Art. 50 Karty Olimpijskiej stanowi, że "żaden rodzaj demonstracji lub propagandy politycznej, religijnej lub rasowej nie będzie dozwolony w żadnym miejscu, obiekcie lub innym miejscu uważanym za część obiektów olimpijskich". Tymczasem sama ceremonia otwarcia Igrzysk w Paryżu wydaje się być właśnie takim rodzajem demonstracji. Podwójne standardy MKOl zauważyli internauci. "Na igrzyskach olimpijskich w Paryżu wolno obrażać Chrystusa, a nie go promować" – napisał jeden z nich.

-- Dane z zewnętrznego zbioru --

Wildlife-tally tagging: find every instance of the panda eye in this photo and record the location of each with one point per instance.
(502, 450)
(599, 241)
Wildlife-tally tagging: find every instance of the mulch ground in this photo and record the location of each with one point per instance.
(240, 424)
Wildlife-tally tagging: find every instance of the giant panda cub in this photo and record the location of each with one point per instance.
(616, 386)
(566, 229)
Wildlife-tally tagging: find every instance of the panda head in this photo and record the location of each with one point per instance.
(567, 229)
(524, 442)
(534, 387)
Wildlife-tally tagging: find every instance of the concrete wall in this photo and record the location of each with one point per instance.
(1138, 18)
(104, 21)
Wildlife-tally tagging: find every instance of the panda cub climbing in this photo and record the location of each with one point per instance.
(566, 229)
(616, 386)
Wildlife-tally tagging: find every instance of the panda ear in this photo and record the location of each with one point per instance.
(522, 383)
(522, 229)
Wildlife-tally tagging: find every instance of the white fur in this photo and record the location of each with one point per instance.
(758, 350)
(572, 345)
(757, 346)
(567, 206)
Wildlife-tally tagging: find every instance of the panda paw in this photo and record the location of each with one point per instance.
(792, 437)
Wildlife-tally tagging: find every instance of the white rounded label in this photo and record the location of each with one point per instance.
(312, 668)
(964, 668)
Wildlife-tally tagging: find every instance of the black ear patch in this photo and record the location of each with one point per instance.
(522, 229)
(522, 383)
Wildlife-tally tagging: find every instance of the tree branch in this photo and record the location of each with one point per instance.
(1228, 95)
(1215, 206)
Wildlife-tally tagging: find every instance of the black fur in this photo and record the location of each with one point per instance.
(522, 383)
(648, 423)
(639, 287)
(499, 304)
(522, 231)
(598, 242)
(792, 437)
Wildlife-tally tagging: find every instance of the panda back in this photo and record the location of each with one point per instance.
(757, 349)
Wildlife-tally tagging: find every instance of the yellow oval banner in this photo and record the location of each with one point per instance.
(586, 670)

Wyznała Chrystusa, teraz grozi jej kara
Jednak to nie jedyny przykład podwójnych standardów dot. neutralności religijnej. Choć Igrzyska Olimpijskie trwają dopiero kilka dni, tego typu sytuacje rozgrzewają media społecznościowe. We wtorek 30 lipca pojawiła się informacja, że młoda 16-letnia olimpijka z Brazylii wyznała Chrystusa w języku migowym, po tym jak otrzymała brązowy medal.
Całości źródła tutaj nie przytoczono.